Read The Passionate Greek Online
Authors: Catherine Dane
She took her case into the spare bedroom and
hunted around for some clean linen for the bed. Surprisingly she
found a neat stack of laundry in a cupboard, then remembered that
Mark, with his knack of charming everyone into doing things for
him, had a kindly cleaning lady who seemed to turn up whether Mark
was paying her that week or not. She would have to alert her to her
presence in case tomorrow was one of her ‘days’. She scrawled a
note on the kitchen table and left it propped up against the
kettle.
The next week passed in a furious flurry of
activity for Melanie. She found if she kept busy she could keep the
misery at bay. It was always there, rising up to meet her the
minute she let down her guard. She combated it as best she could,
telling herself that this was the rest of her life and she had to
get on with it. She didn’t dare think of the scene she had left
behind on Skiapolos.
Finding a job wasn’t proving easy with her
record. She visited countless employment agencies where often the
staff were sympathetic, but there were too many applicants for too
few jobs.
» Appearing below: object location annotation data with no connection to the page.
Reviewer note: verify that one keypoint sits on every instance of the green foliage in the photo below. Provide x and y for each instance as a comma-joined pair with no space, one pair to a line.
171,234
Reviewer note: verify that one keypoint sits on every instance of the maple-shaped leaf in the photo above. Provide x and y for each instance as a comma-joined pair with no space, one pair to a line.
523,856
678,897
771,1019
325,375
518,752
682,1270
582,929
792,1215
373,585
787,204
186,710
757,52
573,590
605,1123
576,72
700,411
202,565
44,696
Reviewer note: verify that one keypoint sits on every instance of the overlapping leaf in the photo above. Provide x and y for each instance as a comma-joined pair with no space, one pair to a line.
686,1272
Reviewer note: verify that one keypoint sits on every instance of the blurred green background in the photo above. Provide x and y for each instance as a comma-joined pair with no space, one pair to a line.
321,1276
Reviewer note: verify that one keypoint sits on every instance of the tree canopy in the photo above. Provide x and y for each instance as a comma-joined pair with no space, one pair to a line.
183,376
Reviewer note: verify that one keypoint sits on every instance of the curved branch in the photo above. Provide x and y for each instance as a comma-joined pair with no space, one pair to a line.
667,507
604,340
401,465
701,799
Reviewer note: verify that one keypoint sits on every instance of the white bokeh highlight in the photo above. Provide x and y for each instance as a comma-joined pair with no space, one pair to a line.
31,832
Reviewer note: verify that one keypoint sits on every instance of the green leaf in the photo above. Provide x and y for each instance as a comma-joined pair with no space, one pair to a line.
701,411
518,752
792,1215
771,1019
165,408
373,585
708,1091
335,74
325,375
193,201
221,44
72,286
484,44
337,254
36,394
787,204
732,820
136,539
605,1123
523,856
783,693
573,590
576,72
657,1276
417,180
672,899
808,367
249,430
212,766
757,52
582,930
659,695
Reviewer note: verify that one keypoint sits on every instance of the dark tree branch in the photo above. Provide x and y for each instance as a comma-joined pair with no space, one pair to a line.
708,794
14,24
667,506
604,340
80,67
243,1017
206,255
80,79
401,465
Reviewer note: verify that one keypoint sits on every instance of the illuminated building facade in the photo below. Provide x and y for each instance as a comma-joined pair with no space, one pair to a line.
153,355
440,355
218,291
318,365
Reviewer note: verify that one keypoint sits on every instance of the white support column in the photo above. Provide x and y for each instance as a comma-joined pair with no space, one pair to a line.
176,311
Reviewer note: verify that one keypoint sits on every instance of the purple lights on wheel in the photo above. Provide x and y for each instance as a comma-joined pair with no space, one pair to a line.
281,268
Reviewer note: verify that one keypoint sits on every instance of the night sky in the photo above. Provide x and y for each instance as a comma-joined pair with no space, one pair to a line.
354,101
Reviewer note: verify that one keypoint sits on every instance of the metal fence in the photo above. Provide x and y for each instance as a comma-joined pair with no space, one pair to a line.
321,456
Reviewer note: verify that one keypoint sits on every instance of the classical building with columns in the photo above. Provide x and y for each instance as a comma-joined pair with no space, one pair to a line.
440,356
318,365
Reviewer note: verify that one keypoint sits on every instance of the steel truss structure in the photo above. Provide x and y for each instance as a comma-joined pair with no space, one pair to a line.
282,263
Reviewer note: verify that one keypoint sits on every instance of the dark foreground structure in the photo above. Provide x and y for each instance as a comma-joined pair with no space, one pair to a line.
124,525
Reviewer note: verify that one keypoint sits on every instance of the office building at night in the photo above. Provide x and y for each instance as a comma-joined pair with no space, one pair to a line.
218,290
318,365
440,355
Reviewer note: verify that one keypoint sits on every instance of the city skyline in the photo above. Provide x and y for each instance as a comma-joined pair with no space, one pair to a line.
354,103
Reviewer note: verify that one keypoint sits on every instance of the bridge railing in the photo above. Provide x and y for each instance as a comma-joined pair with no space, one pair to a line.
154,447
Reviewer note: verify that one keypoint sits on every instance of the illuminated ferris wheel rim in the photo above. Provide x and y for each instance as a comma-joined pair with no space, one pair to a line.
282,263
She came back to the flat exhausted after a particular
trying day thankfully throwing her bag down on the hall table and
heading for the sitting room.
Nicos was there, seated on the sofa, looking
as if he had been there for some time. Her breath caught in her
throat. She turned, wanting to run from him. Seeing him had
resurrected all the pain. She wanted him to go.
‘Don’t turn away,’ he said. ‘I’m not here to
cause you any trouble.’
‘How did you get in?’ she stuttered. In
answer he waved a set of keys at her. Mark; they must be his. What
was Mark doing giving Nicos the keys to his flat and how did he
know she was staying there?
‘Your brother guessed you might be here so
he rang his cleaning lady. She told him.’
Melanie took on board the word ‘brother’.
But he had said it without a trace of the bitter irony he once
would have employed.
‘He has told me a lot,’ said Nicos. ‘It’s
clear to me now that you have been his main support. Your loyalty
does you credit. But it has to stop. I have told him he can’t leach
on you any more. From now on he will come to me. I will assist him.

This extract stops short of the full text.